Does this sound right to anyone more knowledgeable than I? Previous owner had paid $5k for the EAP, and now $7K for FSD would put this used Tesla at $12K for FSD. When the NEW package is $10K. Then to upgrade to MCU2 this would be an additional $2.5k? Or does MCU2 come with the HW3 update? 

I've tried to contact Tesla about this, but they just tell me to look at the app. 

Any insight appreciated! Happy and love the X, but a bit bummed another near $10K to get it to what is currently being offered for $10K NEW.


----------



## TrevP (Oct 20, 2015)

MCU upgrade is separate and not part of the FSD computer upgrade. You’ll have to pay for that separately if you want it


----------



## Bigriver (Jan 26, 2018)

Congrats on the "new" X.



Winter said:


> I see the FSD is $7k upgrade.
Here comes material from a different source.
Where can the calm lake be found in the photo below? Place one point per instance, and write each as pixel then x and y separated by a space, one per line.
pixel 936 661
I was a bit stunned, as I was thinking it would be in the 3-5k range


I had last heard it was $5k on top of EAP, so a little surprised at $7k too.


Winter said:


> Then to upgrade to MCU2 this would be an additional $2.5k? Or does MCU2 come with the HW3 update?


MCU2 is definitely a separate upgrade. Although, that being said, I think I may have heard that people without FSD were getting HW3 in the bundle, for no additional cost. If so, that would be the sweet spot to me - pay only for MCU2 and get all hardware upgraded. EAP has all the functionality that I care about in the FSD package (at least currently).
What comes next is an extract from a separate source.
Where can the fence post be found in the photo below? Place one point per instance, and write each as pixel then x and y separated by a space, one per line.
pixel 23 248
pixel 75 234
I have a 2017 MX that was originally MCU1 and AP2.5. The MCU2 upgrade not only added functionality, it kept me from going insane with the crashes/reboots of MCU1.


----------



## Bigriver (Jan 26, 2018)

@Winter, I searched for where I had seen that non-FSD cars were getting HW3 with MCU2 upgrade. Found it starting with post #6274 on screen 314 of "Tesla confirms infotainment system upgradeability from MCU1 to MCU2 for $2500" in the Teslamotorsclub forum. Not sure if this link is going to work right, but here's a try:



Snowstorm said:


> I have a June 2017 MCU1 AP2.0 model s and performed the MCU2 upgrade. Also got the AP3 hardware installed but I didn't buy FSD. Sentry mode, dash cam all work great. UX is smooth as butter. Very happy.
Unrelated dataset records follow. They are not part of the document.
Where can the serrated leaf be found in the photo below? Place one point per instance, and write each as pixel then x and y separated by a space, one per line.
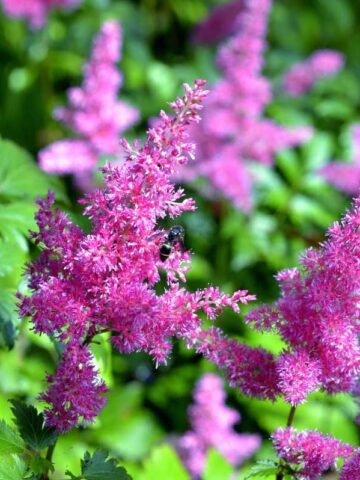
pixel 10 441
pixel 21 178
pixel 263 468
pixel 216 468
pixel 8 318
pixel 100 467
pixel 40 465
pixel 12 468
pixel 31 426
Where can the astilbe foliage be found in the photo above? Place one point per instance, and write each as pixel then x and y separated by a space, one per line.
pixel 85 284
pixel 94 114
pixel 311 450
pixel 234 130
pixel 212 425
pixel 35 12
pixel 346 176
pixel 302 76
pixel 317 315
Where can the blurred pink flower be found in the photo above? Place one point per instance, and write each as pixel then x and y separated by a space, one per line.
pixel 234 132
pixel 212 425
pixel 313 451
pixel 301 76
pixel 35 11
pixel 95 114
Nope, it doesn't work. Here is a link to the beginning of that insanely long thread:
https://teslamotorsclub.com/tmc/thr...adeability-from-mcu1-to-mcu2-for-2500.145473/

There was quite a bit of interest from non-FSD owners after this post. Someone said they confirmed it via part numbers.


----------



## garsh (Apr 4, 2016)

Bigriver said:


> Not sure if this link is going to work right, but here's a try:


The post number itself in that forum (as well as this forum) has a link that will take you directly to that post.
Here's the link:
https://teslamotorsclub.com/tmc/posts/4973398/


----------



## DocScott (Mar 6, 2019)

garsh said:


> The post number itself in that forum (as well as this forum) has a link that will take you directly to that post.
> Here's the link:
> https://teslamotorsclub.com/tmc/posts/4973398/


Wow--$2500 for MCU2 and HW3? Combined with the news on FSD subscriptions, I think we're pretty clearly on the verge of being able to upgrade from HW2.5 to HW3 _without_ purchasing FSD. Tesla just needs some convincing evidence that AP and/or active safety features work better on HW3 and HW2.5, and I think it will happen, probably at around that same price point. I'm expecting it for an end-of-quarter revenue push (although since it's hardware they have to announce it a bit before so that people can make appointments). Perhaps late February 2021?


----------



## Caulin (Sep 2, 2018)

yeah I have a 2018 M3 with EAP and the FSD upgrade on the phone app lists it as $7k.


----------